Q. semecarpifolia has a wide distribution, ranging from eastern Afghanistan through the Himalaya to W. China. Although described by Sir James Smith in 1819, it was probably not introduced until 1900. In that year J. S. Gamble of East Liss, Hants, received acorns from Chakatra in the N.W. Himalaya, from which two seedlings were raised which by 1909 were 10 and 15 ft high respectively (Journ. R.H.S., Vol. 40 (1914), p. 78). Of these one still exists in a garden on the Highfield Estate and measures 47 × 51⁄2 ft (1972). At Tregrehan in Cornwall there are two trees which are possibly older than the East Liss specimen; their measurements are 52 × 5 ft and 56 × 63⁄4 ft (1971).

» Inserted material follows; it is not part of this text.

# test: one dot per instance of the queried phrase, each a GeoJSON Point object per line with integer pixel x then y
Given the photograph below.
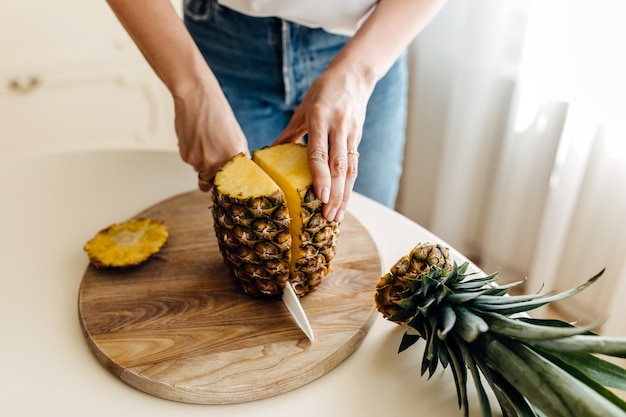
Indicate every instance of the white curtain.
{"type": "Point", "coordinates": [517, 147]}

In the Himalaya Q. semecarpifolia is a gregarious tree, often dominating on north-facing slopes, and ascending to 12,000 ft. In W. Szechwan, on the uplands near Kangting (Tatsien-lu), it is a thicket-forming shrub, ascending to the upper limits of woody vegetation and often associated with Juniperus squamata and certain small-leaved species of rhododendron (Pl. Wils., Vol. III, p. 221).
specimens: Highfield Estate, Liss, Hants (see page 514) 50 × 6 ft (1978) (the grounds have been built over and this tree is now in a private garden and marked by a plaque); Tregrehan, Cornwall, 59 × 71⁄2 ft (1979).
The specific epithet, often mis-spelt ‘semicarpifolia’, means ‘resembling the leaves of Semecarpus’. S. anacardium has fleshy fruits that yield a juice used as marking-ink and for decorating cloth (Greek ‘semeion’, a mark).